Como foi sua experiência trabalhando no poder público?
Acho que tudo que fazemos na vida pública encontra sua melhor expressão quando consegue cumprir com efetividade o objetivo a que se destina, e dialogar em simultâneo com a construção ampla de soluções para nossos desafios coletivos. Neste sentido, a motivação para o diálogo construtivo com as políticas públicas esteve presente em tudo a que me dediquei, e o chamado para assumir tarefas buscando levar este acúmulo na atuação direta no poder público foi consequência quase natural.
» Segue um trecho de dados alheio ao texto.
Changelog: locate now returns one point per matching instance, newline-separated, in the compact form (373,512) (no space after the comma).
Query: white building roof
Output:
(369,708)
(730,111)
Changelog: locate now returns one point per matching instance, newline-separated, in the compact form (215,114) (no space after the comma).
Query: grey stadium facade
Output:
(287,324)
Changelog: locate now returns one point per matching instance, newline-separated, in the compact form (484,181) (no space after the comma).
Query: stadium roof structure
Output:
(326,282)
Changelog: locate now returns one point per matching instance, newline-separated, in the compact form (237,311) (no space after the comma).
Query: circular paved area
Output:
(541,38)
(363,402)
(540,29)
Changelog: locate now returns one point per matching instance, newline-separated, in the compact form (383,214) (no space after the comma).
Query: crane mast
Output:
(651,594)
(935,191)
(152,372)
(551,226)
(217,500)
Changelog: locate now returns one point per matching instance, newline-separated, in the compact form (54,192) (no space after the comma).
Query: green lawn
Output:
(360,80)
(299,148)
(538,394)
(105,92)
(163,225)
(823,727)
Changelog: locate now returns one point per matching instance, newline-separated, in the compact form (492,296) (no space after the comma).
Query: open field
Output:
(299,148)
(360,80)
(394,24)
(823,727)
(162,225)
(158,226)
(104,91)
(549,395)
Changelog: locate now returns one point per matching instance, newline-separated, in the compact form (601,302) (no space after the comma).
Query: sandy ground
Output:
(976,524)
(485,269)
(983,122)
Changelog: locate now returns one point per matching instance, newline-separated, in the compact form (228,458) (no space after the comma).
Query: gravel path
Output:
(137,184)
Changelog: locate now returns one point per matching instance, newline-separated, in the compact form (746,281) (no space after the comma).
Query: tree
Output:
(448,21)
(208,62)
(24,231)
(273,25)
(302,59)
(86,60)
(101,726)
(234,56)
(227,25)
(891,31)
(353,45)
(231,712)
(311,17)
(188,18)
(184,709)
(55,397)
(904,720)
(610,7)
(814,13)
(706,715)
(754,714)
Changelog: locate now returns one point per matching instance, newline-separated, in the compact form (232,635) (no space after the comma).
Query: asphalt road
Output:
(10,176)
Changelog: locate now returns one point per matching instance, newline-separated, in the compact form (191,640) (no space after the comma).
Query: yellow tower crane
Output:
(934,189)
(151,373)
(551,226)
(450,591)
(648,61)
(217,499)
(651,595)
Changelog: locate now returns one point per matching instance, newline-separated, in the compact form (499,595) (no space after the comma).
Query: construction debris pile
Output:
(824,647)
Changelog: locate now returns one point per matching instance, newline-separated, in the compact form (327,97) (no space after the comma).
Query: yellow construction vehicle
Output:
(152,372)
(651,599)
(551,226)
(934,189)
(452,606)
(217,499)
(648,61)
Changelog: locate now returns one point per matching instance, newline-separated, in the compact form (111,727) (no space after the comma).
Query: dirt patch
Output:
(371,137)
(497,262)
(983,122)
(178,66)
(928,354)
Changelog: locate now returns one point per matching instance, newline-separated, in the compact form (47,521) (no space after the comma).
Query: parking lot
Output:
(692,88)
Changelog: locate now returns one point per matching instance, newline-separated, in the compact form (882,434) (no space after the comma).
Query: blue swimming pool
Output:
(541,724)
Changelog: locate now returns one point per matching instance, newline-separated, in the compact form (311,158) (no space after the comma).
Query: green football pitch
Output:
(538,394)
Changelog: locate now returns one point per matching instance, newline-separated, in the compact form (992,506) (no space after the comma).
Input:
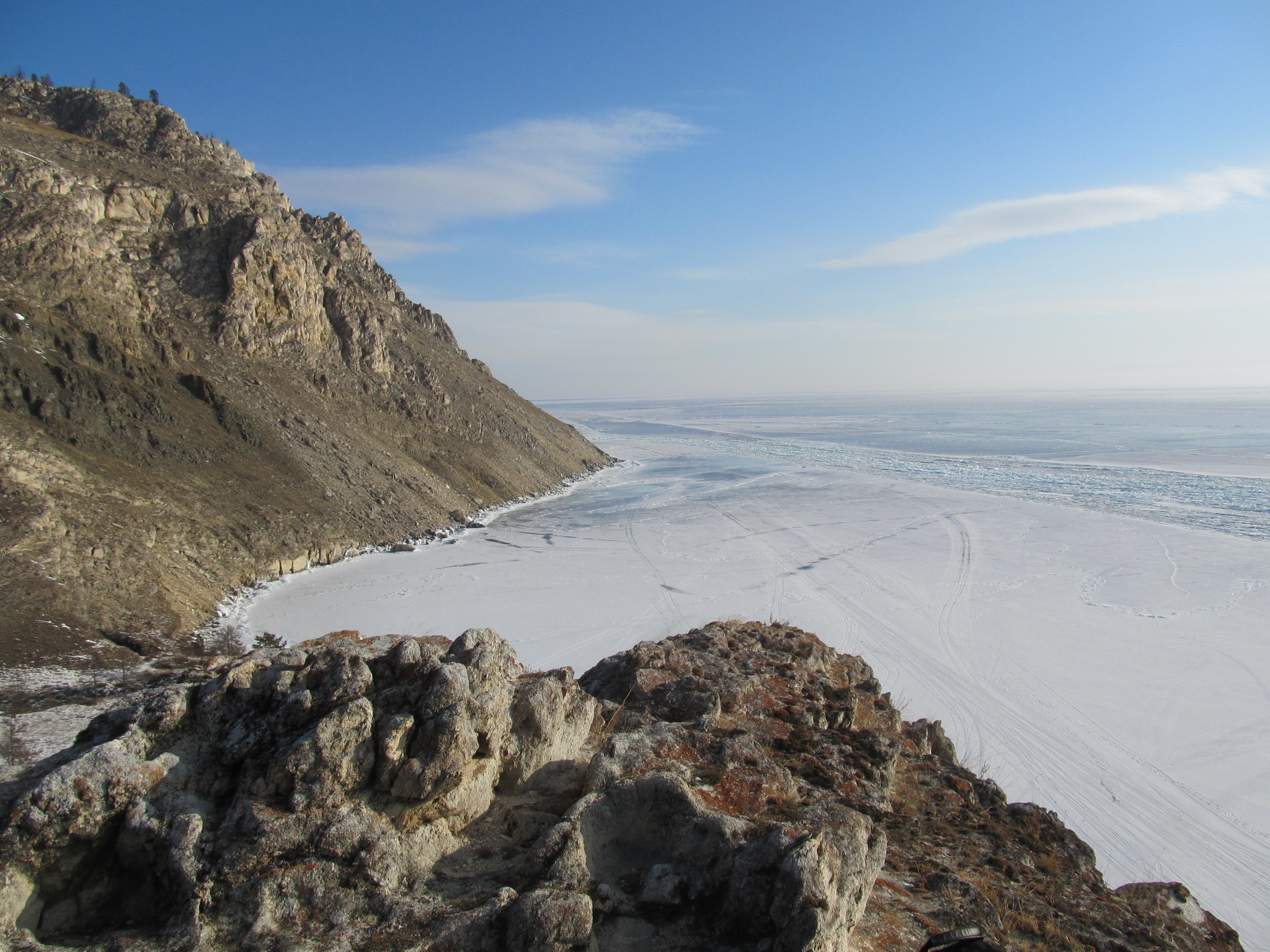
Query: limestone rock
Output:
(202,387)
(729,790)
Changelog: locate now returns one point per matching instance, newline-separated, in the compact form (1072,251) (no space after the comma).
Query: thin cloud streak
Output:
(1053,214)
(523,168)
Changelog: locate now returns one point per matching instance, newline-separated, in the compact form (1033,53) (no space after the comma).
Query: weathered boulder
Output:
(733,788)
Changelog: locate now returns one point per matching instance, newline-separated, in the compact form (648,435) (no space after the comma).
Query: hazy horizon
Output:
(745,198)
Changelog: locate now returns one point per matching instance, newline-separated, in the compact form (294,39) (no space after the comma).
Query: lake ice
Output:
(1077,587)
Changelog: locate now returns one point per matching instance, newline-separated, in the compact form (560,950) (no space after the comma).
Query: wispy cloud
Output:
(523,168)
(1070,211)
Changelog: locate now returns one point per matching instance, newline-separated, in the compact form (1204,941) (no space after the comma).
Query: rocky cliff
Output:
(741,787)
(201,386)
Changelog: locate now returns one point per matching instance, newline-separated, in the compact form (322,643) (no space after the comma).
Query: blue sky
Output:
(694,198)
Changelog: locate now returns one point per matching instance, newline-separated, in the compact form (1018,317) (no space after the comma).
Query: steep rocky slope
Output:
(738,787)
(201,386)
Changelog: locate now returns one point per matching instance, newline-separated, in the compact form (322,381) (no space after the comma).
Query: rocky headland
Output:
(202,387)
(738,787)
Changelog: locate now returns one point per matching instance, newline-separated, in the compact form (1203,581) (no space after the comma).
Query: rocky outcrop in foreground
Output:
(202,386)
(738,787)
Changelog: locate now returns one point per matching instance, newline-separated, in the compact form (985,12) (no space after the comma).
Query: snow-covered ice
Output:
(1093,637)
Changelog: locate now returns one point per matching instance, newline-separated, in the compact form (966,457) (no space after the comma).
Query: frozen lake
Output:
(1077,587)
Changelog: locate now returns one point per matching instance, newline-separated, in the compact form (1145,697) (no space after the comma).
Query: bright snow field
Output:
(1112,668)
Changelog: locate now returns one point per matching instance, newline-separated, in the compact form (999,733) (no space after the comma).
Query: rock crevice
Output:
(738,787)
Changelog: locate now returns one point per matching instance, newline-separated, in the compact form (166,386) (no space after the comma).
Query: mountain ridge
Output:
(202,387)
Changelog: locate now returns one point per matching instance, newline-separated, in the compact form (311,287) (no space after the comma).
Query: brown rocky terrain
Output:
(738,787)
(202,387)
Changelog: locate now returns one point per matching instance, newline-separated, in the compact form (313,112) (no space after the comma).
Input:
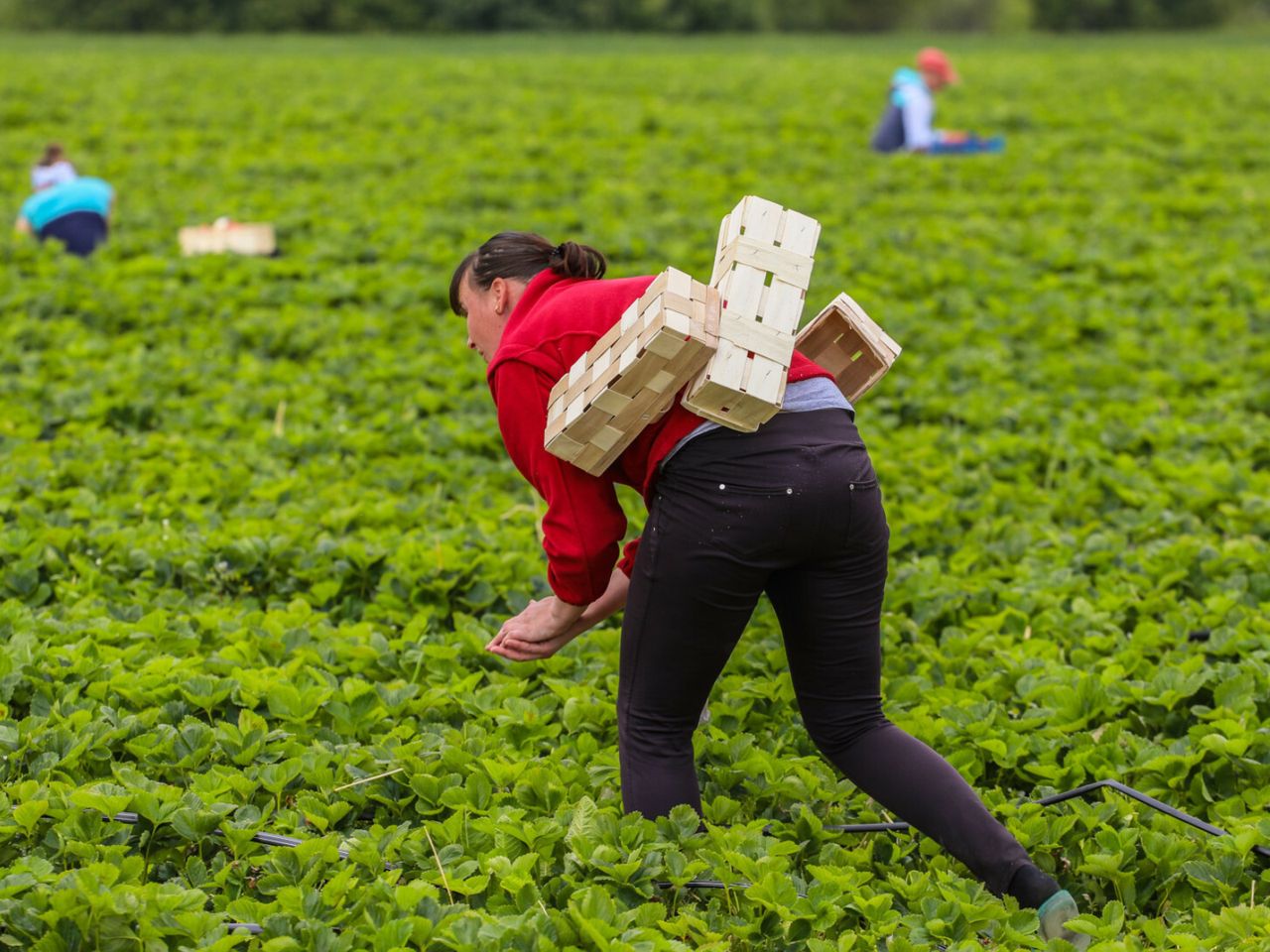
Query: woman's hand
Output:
(547,626)
(515,651)
(545,620)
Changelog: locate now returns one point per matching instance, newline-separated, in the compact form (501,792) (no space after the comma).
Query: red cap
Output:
(931,60)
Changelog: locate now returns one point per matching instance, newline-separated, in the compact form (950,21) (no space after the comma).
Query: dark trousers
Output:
(79,231)
(793,511)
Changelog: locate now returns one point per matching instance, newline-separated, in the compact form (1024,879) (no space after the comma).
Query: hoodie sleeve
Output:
(584,522)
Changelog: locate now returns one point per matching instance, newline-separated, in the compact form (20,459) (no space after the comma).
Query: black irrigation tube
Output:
(1262,852)
(273,839)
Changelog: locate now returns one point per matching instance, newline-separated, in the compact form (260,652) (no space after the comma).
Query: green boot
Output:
(1053,912)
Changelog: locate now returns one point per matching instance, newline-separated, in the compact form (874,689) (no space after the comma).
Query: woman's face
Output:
(486,312)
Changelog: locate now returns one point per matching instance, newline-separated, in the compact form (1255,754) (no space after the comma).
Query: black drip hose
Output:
(1146,800)
(273,839)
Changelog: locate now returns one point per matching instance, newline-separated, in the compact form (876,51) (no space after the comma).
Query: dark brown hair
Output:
(54,154)
(521,255)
Seja trabalhando pela expansão e qualificação de serviços sociais e urbanos em âmbito local no Rio de Janeiro, ou pela abertura de caminhos pela reforma e aprimoramento da segurança pública no plano nacional, ou ainda em organizações internacionais, a experiência de atuar no serviço público é sempre pessoalmente estimulante, pelas possibilidades de ajudar a gerar transformação e benefícios em larga escala, e um aprendizado valioso, pela compreensão ampliada dos vários fatores e atores interagindo na esfera pública, seus obstáculos e potencialidades. Trago comigo esse legado, com a alegria pelo que foi possível realizar e o espírito sempre renovado de contribuir de forma permanente para a qualificação dos nossos modos de ação pública, desde a dimensão mais local e cotidiana aos desafios globais.
Você também acumula experiências na área de comunicação, com o Overmundo e o programa Navegador. Qual o lugar dela no campo social?
Construção pública com alcance e raízes firmes é comunicação, articulação e interação virtuosas contínuas, não é? A criação e renovação de respostas coletivas se faz sempre na circulação e troca múltiplas de ideias e conhecimentos – quanto mais amplas, abertas e plurais, melhor. Isso está a meu ver na essência da democracia e da sua virtude e tarefa maiores: da criação e cultivo de canais compartilhados com essas características emerge a capacidade de produzir, validar e atualizar com dinamismo soluções na esfera pública, necessárias a cada momento. Renovar esses canais de forma positiva é também um dos desafios claros no Brasil e no mundo hoje, desafiando-nos à atualização agregadora e produtiva. O envolvimento com a comunicação, e com suas novas formas na era digital e em rede, vem daí, e acho que faz parte assim tanto da minha vivência quanto da de todos que se dedicam à vida cidadã em nosso tempo. A habilidade para criar, incidir e fazer a diferença nos desafios comuns passa por isso, que será sempre assim um requisito decisivo em nosso campo.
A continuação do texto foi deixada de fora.